The Matrix Hilbert Space and Its Application to Matrix Learning
This work addresses computational bottlenecks in tensor-based machine learning for applications involving matrix data, though it is incremental as it builds on existing Hilbert space and kernel methods.
The authors tackled the problem of information loss and computational difficulty in tensor decomposition for high-order data by introducing a matrix Hilbert space framework that preserves data structure and captures multi-way correlations.
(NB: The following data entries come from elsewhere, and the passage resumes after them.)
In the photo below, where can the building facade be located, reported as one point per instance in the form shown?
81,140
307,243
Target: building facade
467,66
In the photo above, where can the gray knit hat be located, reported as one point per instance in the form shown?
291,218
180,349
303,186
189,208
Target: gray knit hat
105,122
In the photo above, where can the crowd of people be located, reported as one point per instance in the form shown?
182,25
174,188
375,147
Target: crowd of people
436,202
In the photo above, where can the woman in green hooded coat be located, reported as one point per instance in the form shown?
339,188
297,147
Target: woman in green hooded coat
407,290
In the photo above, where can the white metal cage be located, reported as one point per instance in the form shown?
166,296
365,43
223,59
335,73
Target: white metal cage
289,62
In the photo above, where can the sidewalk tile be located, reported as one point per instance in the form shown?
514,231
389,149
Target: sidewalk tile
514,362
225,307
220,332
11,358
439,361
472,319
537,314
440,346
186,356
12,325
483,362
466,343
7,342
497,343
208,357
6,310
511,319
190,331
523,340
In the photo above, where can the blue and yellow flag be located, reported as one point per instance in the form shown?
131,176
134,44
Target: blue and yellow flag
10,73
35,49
They extended this to a reproducing kernel matrix Hilbert space, introduced new kernels for Support Tensor Machine classification, and demonstrated competitive performance on real-world datasets.
Theoretical studies have proven that the Hilbert space has remarkable performance in many fields of applications. Frames in tensor product of Hilbert spaces were introduced to generalize the inner product to high-order tensors. However, these techniques require tensor decomposition which could lead to the loss of information and it is a NP-hard problem to determine the rank of tensors. Here, we present a new framework, namely matrix Hilbert space to perform a matrix inner product space when data observations are represented as matrices. We preserve the structure of initial data and multi-way correlation among them is captured in the process. In addition, we extend the reproducing kernel Hilbert space (RKHS) to reproducing kernel matrix Hilbert space (RKMHS) and propose an equivalent condition of the space uses of the certain kernel function. A new family of kernels is introduced in our framework to apply the classifier of Support Tensor Machine(STM) and comparative experiments are performed on a number of real-world datasets to support our contributions.